Das liegt daran, dass Pocket zu Mozilla gehört, einer Stiftung, die auch Firefox betreibt. Das ist mit immerhin 7,52 Prozent aller Page Views der drittgrößte Browser in Deutschland (Öffnet in neuem Fenster). Öffnen Firefox-User eine neue Seite oder einen neuen Tab, finden sie unter der Rubrik „Recommended by Pocket“ ausgewählte journalistische Texte, die sich für ein ausgeruhtes Leseerlebnis eignen. Für viele unabhängige Medien ist das bisher eine wertvolle Traffic-Quelle. Firefox bringt auf diesem Weg hunderttausende Leser:innen vorbei und hilft kleineren Publikationen, von neuen Zielgruppen entdeckt zu werden.

Welche Texte genau in diesen Genuss kommen, liegt daran, wie oft Pocket-Nutzende einen Text speichern. Zum anderen gibt es aber eine kleine Redaktion, die solche Texte täglich aussucht und zusammenstellt. Der Firefox-Start-Tab war also bisher selbst eine Art Magazin.
Am Freitag aber herrschte bei uns auf einmal eine ganz neue Form von Pocket-Alarm: Mozilla kündigte überraschend an, Pocket zum 8. Juli 2025 einzustellen (Öffnet in neuem Fenster). Die Firefox-Integration, Apps und API verschwinden. Die Stiftung begründet den Schritt mit „veränderten Nutzungsgewohnheiten im Netz“ und will Ressourcen ganz auf Firefox und neue Technologien wie Künstliche Intelligenz konzentrieren.
Was ist da los?
Google hat Pocket auf dem Gewissen
Nun, schuld ist Mozillas Abhängigkeit von Google. Damit Google die Standard-Suchmaschine in Firefox bleibt, zahlt der Tech-Gigant seit Jahren eine Umsatzbeteiligung in unvorstellbarer Höhe. Der aktuelle Fünf-Jahres-Vertrag bringt Mozilla nach Schätzungen rund 400 bis 450 Millionen US-Dollar pro Jahr; 2023 flossen laut Geschäftsbericht sogar 555 Millionen Dollar, das waren gut 85 Prozent der Gesamteinnahmen von Mozilla.

Die Logik dahinter ist simpel: Google sichert sich Klicks aus einem Browser, den es nicht selbst kontrolliert, und Mozilla finanziert damit Entwicklung und Stiftung. Ohne das Geld wäre Firefox kaum wettbewerbsfähig.
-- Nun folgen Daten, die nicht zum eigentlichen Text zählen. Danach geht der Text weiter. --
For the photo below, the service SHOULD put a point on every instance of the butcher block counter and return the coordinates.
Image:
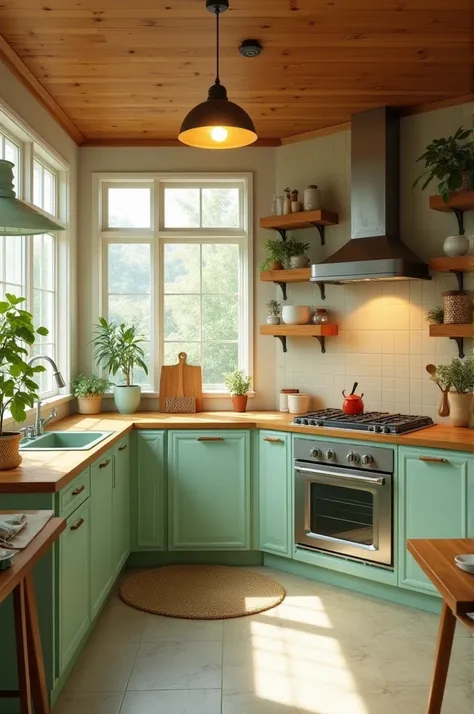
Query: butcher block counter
(49, 471)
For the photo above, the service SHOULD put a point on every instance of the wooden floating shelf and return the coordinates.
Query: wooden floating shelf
(297, 221)
(320, 332)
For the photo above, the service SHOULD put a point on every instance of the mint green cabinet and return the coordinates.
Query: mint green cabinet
(102, 573)
(275, 492)
(209, 490)
(435, 488)
(121, 505)
(148, 509)
(74, 583)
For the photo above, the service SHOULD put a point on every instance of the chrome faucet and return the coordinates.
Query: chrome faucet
(40, 423)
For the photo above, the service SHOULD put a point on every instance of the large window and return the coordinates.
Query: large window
(29, 264)
(175, 262)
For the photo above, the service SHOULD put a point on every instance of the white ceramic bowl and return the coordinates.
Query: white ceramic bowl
(298, 403)
(295, 314)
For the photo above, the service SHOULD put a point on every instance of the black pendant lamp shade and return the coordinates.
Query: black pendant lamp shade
(217, 123)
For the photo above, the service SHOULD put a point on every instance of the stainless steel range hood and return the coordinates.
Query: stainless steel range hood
(375, 251)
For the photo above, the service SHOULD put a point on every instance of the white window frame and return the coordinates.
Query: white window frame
(157, 236)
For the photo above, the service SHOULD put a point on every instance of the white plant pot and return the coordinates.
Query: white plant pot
(460, 408)
(456, 245)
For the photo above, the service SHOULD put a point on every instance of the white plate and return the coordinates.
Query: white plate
(465, 562)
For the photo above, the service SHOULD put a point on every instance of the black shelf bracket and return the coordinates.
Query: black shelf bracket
(460, 343)
(460, 219)
(321, 232)
(322, 341)
(282, 339)
(283, 288)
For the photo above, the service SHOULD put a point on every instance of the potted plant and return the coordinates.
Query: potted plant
(274, 308)
(295, 251)
(458, 378)
(89, 392)
(119, 349)
(449, 161)
(18, 390)
(238, 384)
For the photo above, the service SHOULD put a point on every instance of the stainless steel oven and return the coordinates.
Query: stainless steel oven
(343, 499)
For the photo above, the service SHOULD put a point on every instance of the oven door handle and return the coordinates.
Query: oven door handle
(379, 481)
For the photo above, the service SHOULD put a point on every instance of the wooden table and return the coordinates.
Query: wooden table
(19, 580)
(436, 558)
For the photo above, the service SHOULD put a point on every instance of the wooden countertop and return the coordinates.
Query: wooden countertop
(49, 471)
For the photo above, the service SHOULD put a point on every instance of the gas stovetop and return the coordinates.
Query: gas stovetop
(378, 422)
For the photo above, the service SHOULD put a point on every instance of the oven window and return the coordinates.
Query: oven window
(340, 512)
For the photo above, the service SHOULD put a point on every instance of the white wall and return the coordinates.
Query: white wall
(383, 341)
(259, 161)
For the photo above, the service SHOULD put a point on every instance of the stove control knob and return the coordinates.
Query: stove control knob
(353, 457)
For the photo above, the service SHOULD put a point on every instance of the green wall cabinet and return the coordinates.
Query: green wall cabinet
(275, 492)
(74, 583)
(149, 513)
(435, 488)
(102, 476)
(209, 490)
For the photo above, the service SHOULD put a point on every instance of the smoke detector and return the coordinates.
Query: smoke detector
(250, 48)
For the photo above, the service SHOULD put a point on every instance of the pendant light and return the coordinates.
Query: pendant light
(16, 216)
(217, 123)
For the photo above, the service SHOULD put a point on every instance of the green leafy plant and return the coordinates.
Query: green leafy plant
(118, 348)
(457, 376)
(93, 386)
(18, 390)
(448, 161)
(435, 315)
(237, 382)
(274, 308)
Aber dieser Deal wackelt. Das US-Justizministerium will Google verbieten, sich bei Browsern einzukaufen und durch seine marktbeherrschende Stellung anderen Suchmaschinen keine Chance zu lassen. Es vermutet, dass Google eine Monopol-Stellung ausnutzt. Nicht weit hergeholt, wenn man bedenkt, dass Google allein 2022 etwa 20 Milliarden Dollar an Apple zahlte (Öffnet in neuem Fenster), um die Standard-Suchmaschine im Safari-Browser zu bleiben. Eine Summe, die sogar die amerikanische Tech-Presse „eye-watering“ nennt.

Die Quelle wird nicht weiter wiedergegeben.